L'Irak est sans gouvernement depuis les législatives du 7 mars qui n'ont donné à aucun parti la capacité de former seul le cabinet. D'où les tractations en cours pour forger une coalition de gouvernement.
Le Bloc irakien du laïc Iyad Allawi, soutenu par les sunnites, était sorti en tête du scrutin avec 91 sièges sur 325, devant l'Alliance de l'Etat de droit du Premier ministre sortant Nouri al-Maliki (89). Une coalition de partis religieux chiites, l'Alliance nationale irakienne (ANI), était arrivée en troisième position avec 70 sièges.
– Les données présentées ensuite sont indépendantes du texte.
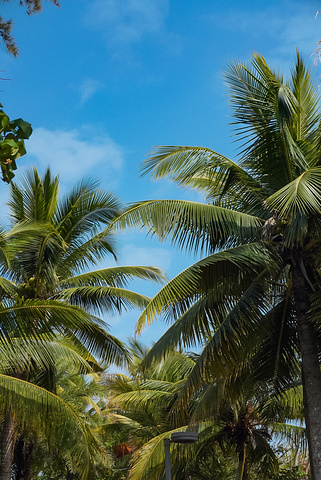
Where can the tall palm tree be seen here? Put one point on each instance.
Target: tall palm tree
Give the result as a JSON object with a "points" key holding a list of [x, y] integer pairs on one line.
{"points": [[259, 285], [45, 290]]}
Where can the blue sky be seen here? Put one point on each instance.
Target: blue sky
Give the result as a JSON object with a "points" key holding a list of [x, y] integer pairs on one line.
{"points": [[102, 81]]}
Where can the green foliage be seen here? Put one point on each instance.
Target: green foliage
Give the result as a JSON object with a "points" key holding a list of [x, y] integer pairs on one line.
{"points": [[12, 147]]}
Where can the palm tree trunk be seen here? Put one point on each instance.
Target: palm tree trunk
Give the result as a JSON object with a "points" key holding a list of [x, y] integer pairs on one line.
{"points": [[311, 375], [7, 445], [244, 475]]}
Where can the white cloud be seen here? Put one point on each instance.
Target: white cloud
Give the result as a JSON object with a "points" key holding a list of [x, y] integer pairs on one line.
{"points": [[72, 155], [127, 21], [88, 88], [279, 31]]}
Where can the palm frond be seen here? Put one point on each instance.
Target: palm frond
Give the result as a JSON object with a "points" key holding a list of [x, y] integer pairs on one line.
{"points": [[192, 225]]}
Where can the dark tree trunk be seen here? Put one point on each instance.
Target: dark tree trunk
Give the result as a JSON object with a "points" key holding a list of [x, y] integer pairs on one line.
{"points": [[7, 445], [23, 457], [244, 474], [311, 375]]}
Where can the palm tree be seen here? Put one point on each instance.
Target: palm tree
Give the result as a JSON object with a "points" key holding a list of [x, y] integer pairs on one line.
{"points": [[235, 424], [45, 291], [259, 285]]}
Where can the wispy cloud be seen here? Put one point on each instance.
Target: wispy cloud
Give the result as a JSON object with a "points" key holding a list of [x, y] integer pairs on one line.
{"points": [[127, 21], [88, 88], [279, 31], [72, 156]]}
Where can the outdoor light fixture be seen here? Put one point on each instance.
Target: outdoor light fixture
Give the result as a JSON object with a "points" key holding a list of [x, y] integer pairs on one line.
{"points": [[177, 437]]}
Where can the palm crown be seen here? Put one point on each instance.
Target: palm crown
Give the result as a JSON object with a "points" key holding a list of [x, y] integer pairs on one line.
{"points": [[48, 303], [253, 294]]}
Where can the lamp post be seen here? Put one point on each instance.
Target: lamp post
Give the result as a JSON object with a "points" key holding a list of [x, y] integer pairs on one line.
{"points": [[177, 437]]}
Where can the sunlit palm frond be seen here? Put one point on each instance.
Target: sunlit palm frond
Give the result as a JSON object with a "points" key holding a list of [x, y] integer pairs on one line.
{"points": [[118, 276], [103, 299], [25, 399], [239, 264], [192, 225]]}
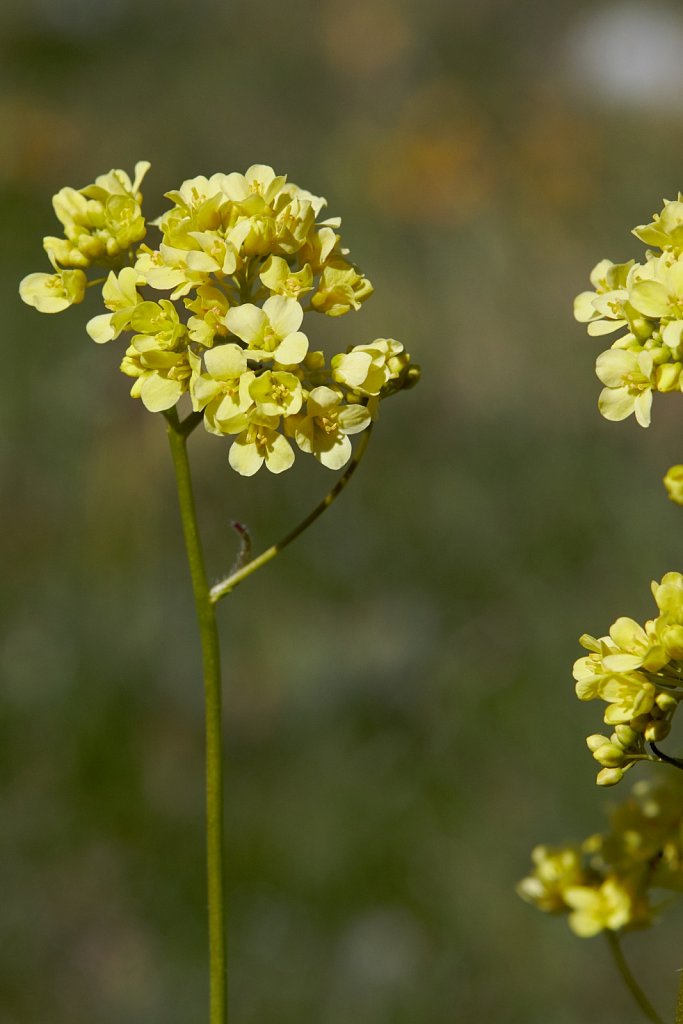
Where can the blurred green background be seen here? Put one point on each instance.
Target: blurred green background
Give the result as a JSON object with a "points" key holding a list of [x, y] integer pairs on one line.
{"points": [[399, 714]]}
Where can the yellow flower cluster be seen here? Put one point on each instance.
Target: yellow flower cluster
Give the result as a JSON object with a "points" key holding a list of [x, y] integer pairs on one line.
{"points": [[638, 671], [608, 881], [644, 301], [242, 259]]}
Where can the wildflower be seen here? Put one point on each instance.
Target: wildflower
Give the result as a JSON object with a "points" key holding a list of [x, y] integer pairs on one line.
{"points": [[323, 429], [257, 445], [51, 293], [629, 380], [270, 332], [237, 255], [673, 481]]}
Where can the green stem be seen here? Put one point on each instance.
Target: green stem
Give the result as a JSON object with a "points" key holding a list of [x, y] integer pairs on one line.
{"points": [[227, 585], [177, 435], [629, 980]]}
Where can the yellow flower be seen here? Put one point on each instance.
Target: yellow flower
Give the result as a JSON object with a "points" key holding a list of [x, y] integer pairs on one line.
{"points": [[121, 295], [223, 390], [341, 289], [280, 279], [51, 293], [595, 908], [555, 869], [258, 445], [323, 429], [629, 379], [368, 368], [271, 332], [673, 481], [100, 221]]}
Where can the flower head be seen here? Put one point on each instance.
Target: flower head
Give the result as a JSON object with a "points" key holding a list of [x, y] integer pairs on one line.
{"points": [[214, 310]]}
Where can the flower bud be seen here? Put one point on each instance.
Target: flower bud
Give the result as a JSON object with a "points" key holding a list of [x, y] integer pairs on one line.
{"points": [[667, 701], [609, 776], [668, 377], [672, 639], [673, 481], [609, 755], [626, 735], [656, 731], [640, 723]]}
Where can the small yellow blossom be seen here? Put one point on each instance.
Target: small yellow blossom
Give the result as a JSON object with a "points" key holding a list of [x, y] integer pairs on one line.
{"points": [[51, 293], [323, 429], [258, 445], [270, 332], [673, 481], [236, 257]]}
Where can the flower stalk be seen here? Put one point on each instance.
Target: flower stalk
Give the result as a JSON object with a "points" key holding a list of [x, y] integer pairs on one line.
{"points": [[631, 983], [214, 753]]}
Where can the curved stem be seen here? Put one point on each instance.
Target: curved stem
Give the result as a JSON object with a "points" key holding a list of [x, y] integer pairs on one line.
{"points": [[227, 585], [177, 435], [660, 756], [629, 980]]}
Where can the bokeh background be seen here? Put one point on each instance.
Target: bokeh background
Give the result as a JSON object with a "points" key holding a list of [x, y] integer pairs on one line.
{"points": [[399, 714]]}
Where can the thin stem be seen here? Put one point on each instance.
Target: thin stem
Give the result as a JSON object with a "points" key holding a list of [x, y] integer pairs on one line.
{"points": [[177, 435], [225, 586], [629, 980], [679, 1005], [660, 756]]}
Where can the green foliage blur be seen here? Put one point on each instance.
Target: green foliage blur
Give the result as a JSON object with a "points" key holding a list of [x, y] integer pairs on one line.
{"points": [[399, 715]]}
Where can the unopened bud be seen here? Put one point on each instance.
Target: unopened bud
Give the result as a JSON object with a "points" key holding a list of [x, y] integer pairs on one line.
{"points": [[609, 756], [626, 735], [609, 776], [656, 731], [667, 701], [672, 639], [673, 481]]}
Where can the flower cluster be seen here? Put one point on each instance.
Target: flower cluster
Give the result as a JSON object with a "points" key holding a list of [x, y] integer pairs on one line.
{"points": [[607, 882], [242, 258], [638, 671], [645, 302]]}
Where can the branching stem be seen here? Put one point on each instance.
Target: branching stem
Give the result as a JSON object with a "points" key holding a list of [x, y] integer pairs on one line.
{"points": [[629, 980], [225, 586], [177, 435]]}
Fort du succès du Bloc irakien, M. Allawi revendique son droit de former un gouvernement. Mais M. Maliki a formé une coalition avec l'ANI qui peut être majoritaire au Parlement avec le soutien des Kurdes.
Les Etats-Unis, qui s'apprêtent à retirer l'ensemble de leurs troupes de combat, ont multiplié les initiatives diplomatiques pour pousser les dirigeants irakiens à former au plus vite un gouvernement où toutes les communautés seraient représentées.
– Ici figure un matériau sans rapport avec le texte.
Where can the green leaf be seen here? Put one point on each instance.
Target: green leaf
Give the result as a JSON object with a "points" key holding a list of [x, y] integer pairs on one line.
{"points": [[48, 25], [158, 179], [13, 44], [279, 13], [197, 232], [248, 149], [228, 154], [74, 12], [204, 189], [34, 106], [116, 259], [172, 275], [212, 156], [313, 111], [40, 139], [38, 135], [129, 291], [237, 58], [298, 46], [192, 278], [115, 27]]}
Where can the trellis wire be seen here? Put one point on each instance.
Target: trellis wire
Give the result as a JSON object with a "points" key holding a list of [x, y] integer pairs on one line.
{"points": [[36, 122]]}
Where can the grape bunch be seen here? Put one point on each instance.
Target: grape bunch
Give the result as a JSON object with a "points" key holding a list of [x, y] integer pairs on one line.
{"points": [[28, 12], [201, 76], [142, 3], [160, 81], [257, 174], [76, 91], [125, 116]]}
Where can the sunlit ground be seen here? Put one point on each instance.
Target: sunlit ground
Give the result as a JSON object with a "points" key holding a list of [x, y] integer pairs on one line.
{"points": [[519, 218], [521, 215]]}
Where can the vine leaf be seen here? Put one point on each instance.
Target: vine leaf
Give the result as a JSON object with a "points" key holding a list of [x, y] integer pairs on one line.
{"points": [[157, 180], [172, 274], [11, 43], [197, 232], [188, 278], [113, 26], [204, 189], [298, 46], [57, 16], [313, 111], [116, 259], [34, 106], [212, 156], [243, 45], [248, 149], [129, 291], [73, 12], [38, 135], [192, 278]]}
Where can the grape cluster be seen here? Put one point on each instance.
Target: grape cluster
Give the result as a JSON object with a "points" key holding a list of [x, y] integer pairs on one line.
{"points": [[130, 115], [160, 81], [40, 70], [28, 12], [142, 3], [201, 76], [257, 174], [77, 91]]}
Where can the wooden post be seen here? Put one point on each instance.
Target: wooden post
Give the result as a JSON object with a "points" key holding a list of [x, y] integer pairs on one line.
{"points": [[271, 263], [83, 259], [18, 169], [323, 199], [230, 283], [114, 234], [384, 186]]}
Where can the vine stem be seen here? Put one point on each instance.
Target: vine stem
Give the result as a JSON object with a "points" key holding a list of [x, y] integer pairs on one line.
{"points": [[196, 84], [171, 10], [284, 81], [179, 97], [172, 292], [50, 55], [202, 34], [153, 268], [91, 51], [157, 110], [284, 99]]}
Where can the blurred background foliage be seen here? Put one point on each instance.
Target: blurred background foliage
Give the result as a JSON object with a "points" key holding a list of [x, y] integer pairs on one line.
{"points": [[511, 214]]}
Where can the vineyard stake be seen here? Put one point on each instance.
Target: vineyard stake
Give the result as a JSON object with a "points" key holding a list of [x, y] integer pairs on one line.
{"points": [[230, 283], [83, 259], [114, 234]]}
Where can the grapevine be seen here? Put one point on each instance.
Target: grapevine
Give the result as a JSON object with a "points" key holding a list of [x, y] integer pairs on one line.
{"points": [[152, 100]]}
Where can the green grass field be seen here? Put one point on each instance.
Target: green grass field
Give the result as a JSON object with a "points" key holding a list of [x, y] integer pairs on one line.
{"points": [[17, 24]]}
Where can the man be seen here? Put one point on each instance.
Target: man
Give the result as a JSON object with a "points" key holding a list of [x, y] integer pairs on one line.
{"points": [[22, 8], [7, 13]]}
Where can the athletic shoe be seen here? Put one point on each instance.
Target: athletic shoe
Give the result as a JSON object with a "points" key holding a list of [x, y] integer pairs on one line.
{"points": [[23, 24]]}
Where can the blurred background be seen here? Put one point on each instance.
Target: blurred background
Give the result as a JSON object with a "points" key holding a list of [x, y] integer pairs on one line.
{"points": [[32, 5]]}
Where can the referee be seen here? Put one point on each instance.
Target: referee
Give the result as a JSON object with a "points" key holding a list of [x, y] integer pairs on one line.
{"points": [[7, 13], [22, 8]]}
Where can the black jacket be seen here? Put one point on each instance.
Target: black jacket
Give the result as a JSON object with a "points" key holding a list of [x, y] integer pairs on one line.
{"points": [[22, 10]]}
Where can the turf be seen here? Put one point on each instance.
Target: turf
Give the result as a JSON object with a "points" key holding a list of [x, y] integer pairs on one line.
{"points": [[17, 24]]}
Le nouveau Parlement s'est réuni le 14 juin lors d'une séance inaugurale qui s'est limitée à des questions protocolaires. La Constitution prévoit qu'il se réunisse à nouveau dans un délai d'un mois.
Le chef de la diplomatie irakienne, Hoshyar Zebari, avait affirmé jeudi que les députés -chargés de désigner le Premier ministre et les présidents de la République et du Parlement- se réuniraient à nouveau le 13 juillet.
Mais en l'absence d'accord entre les partis politiques, les élus ne seront sans doute pas en mesure de donner au pays ses nouveaux dirigeants.